'At the Movies' gets new hosts
Ben Lyons, a Hollywood reporter and film critic for "E! News" and others, and Turner Classic Movies host Ben Mankiewicz will take over "At the Movies" when its new season begins in September, Disney-ABC Domestic Television said this week.
Don't look for the syndicated program's "thumbs up-thumbs down" ratings to return. Roger Ebert shares a trademark lock on it with the widow of his late co-host, Gene Siskel, and Ebert has said they're hanging on to it.
Both Lyons and Mankiewicz have show business and media roots.
Lyons' father is film critic Jeffrey Lyons, and his grandfather was New York Post columnist Leonard Lyons.
Mankiewicz's grandfather, Herman Mankiewicz, won an Academy Award for the screenplay for "Citizen Kane" (with Orson Welles); his great-uncle, writer-director Joseph Mankiewicz, won Oscars for "All About Eve and "A Letter to Three Wives," and cousin Tom Mankiewicz wrote several James Bond movies, including "The Man With the Golden Gun" and "Diamonds Are Forever."
The new hosts will continue to debate the merits of current movies and DVD releases, but other segments will be added to the show, including a "critics roundup" in which the hosts are joined via satellite by reviewers from around the country, Disney said.
A revamped set, music and graphics also are planned.
The original TV show was born when Chicago newspaper critics Siskel and Ebert started "Sneak Previews" in 1975 for Chicago station WTTW. They moved to PBS nationally in 1978 with the renamed "At the Movies" and then went commercial with Tribune Syndication.
Walt Disney Co.'s Disney-ABC Domestic Television, then called Buena Vista Television, acquired the show in 1986, renaming it "Siskel & Ebert & the Movies."
Siskel died of a brain tumor in 1999; the following year, film critic Richard Roeper became Ebert's co-host.
Ebert has been battling cancer in recent years, undergoing a series of operations in which doctors removed a cancerous growth from his salivary gland and part of his right jaw.
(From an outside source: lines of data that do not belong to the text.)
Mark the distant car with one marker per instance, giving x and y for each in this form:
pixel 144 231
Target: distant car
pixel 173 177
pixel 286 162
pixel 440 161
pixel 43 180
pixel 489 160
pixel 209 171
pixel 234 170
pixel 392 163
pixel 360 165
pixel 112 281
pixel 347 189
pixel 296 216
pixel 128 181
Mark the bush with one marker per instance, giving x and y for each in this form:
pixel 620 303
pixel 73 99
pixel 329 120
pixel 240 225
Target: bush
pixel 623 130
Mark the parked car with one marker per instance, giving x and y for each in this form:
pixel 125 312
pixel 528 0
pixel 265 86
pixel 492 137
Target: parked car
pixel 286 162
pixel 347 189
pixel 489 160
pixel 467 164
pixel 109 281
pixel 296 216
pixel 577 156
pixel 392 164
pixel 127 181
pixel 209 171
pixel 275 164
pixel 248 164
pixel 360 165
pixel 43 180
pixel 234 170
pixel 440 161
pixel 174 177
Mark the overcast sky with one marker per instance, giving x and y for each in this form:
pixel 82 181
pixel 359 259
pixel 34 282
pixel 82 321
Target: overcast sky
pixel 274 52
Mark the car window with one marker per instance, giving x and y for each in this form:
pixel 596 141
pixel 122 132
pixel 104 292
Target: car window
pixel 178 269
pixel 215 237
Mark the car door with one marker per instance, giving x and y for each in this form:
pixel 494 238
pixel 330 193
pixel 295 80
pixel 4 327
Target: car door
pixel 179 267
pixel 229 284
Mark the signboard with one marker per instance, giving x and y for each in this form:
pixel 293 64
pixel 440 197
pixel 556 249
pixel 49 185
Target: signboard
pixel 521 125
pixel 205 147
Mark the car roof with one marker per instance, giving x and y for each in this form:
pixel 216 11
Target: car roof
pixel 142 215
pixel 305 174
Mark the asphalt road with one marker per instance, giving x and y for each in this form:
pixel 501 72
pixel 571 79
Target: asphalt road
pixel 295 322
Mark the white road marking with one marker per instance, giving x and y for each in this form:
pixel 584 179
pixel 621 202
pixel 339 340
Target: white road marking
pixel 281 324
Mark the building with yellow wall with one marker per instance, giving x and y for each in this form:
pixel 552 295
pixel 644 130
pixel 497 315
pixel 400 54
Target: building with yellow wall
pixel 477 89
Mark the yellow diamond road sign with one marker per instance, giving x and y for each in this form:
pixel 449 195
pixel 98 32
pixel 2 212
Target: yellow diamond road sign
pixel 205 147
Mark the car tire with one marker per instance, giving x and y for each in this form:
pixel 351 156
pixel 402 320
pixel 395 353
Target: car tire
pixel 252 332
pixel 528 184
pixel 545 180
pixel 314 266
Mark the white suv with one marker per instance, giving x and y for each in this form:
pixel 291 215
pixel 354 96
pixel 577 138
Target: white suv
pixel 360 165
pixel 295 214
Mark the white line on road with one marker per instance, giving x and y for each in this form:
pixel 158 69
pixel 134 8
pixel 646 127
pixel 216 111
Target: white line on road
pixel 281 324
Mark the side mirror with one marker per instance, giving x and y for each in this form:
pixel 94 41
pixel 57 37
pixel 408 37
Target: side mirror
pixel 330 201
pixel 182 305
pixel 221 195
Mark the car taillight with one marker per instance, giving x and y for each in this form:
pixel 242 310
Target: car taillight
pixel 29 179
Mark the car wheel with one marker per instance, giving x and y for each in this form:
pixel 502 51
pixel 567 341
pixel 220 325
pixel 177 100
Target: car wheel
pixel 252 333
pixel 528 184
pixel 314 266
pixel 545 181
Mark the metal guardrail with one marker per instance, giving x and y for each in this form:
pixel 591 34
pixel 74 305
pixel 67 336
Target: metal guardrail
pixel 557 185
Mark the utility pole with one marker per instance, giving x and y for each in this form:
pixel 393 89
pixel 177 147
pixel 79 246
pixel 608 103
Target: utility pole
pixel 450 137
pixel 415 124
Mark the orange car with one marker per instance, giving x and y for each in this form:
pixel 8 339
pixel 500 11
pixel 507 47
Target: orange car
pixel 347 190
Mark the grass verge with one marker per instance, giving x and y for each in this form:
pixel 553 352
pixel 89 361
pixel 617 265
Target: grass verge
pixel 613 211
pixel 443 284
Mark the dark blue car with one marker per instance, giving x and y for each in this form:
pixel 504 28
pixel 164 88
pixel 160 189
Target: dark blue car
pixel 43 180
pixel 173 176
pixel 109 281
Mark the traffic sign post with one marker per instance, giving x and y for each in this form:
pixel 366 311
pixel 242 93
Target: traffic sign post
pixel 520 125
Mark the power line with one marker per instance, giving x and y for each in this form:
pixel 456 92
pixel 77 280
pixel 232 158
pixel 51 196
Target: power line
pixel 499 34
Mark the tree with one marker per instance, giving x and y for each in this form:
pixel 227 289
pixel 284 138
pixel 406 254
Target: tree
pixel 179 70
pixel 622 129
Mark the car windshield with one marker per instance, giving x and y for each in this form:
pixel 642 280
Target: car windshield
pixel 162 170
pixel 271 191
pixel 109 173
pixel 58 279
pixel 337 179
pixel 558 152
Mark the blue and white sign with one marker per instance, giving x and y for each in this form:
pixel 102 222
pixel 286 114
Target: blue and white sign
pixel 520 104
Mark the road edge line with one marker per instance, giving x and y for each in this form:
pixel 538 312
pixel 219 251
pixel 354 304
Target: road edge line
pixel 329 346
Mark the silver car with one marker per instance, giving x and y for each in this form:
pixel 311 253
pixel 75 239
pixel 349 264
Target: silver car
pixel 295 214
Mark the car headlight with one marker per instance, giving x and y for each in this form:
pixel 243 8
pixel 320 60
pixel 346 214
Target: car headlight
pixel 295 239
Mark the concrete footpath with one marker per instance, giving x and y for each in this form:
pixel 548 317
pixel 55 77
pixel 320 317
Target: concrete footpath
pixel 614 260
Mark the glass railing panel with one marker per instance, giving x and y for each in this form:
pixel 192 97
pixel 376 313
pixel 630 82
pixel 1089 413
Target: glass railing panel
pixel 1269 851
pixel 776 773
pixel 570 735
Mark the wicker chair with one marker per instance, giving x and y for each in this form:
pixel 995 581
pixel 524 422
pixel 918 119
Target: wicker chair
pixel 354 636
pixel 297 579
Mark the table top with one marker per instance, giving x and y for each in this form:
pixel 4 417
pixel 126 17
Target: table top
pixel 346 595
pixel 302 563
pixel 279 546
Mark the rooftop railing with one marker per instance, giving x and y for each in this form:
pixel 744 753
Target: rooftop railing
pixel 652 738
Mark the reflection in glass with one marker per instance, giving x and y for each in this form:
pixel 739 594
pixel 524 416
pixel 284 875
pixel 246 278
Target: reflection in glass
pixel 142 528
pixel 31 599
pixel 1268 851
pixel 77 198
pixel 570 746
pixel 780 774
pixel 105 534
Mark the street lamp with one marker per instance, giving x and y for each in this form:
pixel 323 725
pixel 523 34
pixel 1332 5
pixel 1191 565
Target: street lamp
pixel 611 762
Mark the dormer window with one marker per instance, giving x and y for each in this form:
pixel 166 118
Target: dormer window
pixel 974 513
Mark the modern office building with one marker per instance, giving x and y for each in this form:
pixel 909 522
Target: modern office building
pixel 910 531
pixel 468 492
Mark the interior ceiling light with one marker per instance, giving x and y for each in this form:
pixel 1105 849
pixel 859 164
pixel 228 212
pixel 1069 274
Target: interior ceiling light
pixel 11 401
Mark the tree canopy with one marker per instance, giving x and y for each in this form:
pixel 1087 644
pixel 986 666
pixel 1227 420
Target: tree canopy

He has been unable to appear on the show since doctors performed surgery in July 2006 that left him unable to speak. But the Pulitzer Prize-winning Chicago Sun-Times critic continues to write reviews and has published a number of books.
Last year, as he negotiated a new contract with Disney-ABC Domestic Television, Ebert, according to the Walt Disney-owned company, had "exercised his right to withhold use of the 'thumbs' until" he had a new contract. Ebert subsequently has said the show could continue to use the "thumbs" during negotiations and that he never withheld their use.